College ends, and we go out into the world to start our careers, laden with college loan debt and being paid at a rate that we will, one drunken night, make the mistake of calculating that if it doesn't improve, we will make enough money to pay off our student loans just about in time to retire and file for social security. We're no longer thinking about the car, we're thinking about whether after eating Kraft macaroni and cheese every night this week, the box it came in might make a nice change of pace tonight.

But of course our pay does improve, and we begin the slow climb up the corporate ladder, and pretty soon, we've got some disposable income. Not a lot, but a bit, and it is at this moment that SHE walks into our lives. Our future ex-wife, but at the moment we're convinced she's The One, without whom our life is not complete, The One with whom our own genes will combine to form perfect little human specimens, The One who completes us. (The One who will one day run off with a plastic surgeon from L.A., taking our children, half of our stuff and more than 75% of our metaphorical gonads with her, but we don't know that yet).

And so as quickly as it arrived, that "disposable income" goes to feeding another mouth, and then one or two much smaller mouths connected to little butts that have to be covered in diapers whose annual cost makes you look back fondly on the days when all you had to pay was college tuition. You love the kids, they make you happy, almost happy enough to not think about the car you traded away the chance for in order to have them, and so you work extra hard and scrape together the cash to save for a down payment, so you can buy a house and give them some stability.

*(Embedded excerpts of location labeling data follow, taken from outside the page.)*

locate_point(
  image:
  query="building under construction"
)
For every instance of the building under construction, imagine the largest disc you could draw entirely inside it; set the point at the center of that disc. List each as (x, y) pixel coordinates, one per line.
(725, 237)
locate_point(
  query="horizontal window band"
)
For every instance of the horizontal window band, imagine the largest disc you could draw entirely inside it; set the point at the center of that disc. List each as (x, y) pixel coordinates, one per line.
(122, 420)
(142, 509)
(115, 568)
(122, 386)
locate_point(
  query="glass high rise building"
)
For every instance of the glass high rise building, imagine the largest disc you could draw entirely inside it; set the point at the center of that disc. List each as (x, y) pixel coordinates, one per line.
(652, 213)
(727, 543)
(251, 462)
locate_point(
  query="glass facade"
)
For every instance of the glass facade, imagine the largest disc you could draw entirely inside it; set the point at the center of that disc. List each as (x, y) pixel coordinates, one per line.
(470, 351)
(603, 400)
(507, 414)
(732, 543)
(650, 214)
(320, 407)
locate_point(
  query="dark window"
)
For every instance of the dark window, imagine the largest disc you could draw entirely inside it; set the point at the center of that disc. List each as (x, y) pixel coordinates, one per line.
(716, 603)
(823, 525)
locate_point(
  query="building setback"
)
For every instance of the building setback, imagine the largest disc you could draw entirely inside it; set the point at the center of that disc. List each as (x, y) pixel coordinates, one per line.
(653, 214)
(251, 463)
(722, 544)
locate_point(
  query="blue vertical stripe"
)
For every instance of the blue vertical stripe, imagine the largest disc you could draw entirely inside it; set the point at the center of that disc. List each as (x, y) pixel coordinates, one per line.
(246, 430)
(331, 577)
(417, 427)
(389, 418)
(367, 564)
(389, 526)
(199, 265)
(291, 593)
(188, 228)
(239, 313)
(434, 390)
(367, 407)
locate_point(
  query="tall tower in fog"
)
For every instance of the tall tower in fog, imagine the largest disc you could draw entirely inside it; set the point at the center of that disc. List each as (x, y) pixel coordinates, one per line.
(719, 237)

One day you wake up, and you're in your thirties, with a mortgage and two kids rapidly approaching their teens and now eating piles of food equal to their own body weight each day. On the plus side, you've passed the halfway point in paying off the student loans, but there's still shockingly little in your 401(k), and that car is just as far away as ever, and in a way you hadn't thought possible, gets even further away as you pay the divorce lawyers and sell off most of what you own in order to split it "equitably", a word which in legal circles means "75% to legal fees, 45% to your ex, leaving whatever remains to you."

But as the divorce is finalized, you begin dating again, and with the wisdom of experience, on your 35th birthday, you marry your second wife. This time, you chose well, this one will last, but she's in debt as well, being the one woman in the country, apparently, who decided to treat her ex-husband fairly in the divorce and he screwed her for it. And not in a good way.

Finally, you reach mid-forties. The kids are in college, so there's no more child support payments, and those student loans are finally paid off! You've managed to put together a little bit of a retirement fund and you have a little bit of extra money, and so finally, one day, you announce to your wife that you're going to buy your dream car. Not the Testarossa or the Countach, but the Corvette, and what happens? Everyone looks at you and "tsks" and says ruefully "midlife crisis car".

We finally make it to a point in life where we can achieve one of our lifetime goals, and it's dismissed as a midlife crisis. Just because we bought a sexy car. Just because we wanted something that goes "Vrooom".

Knowing all of this, you can just imagine how much work we put into the trophy wife!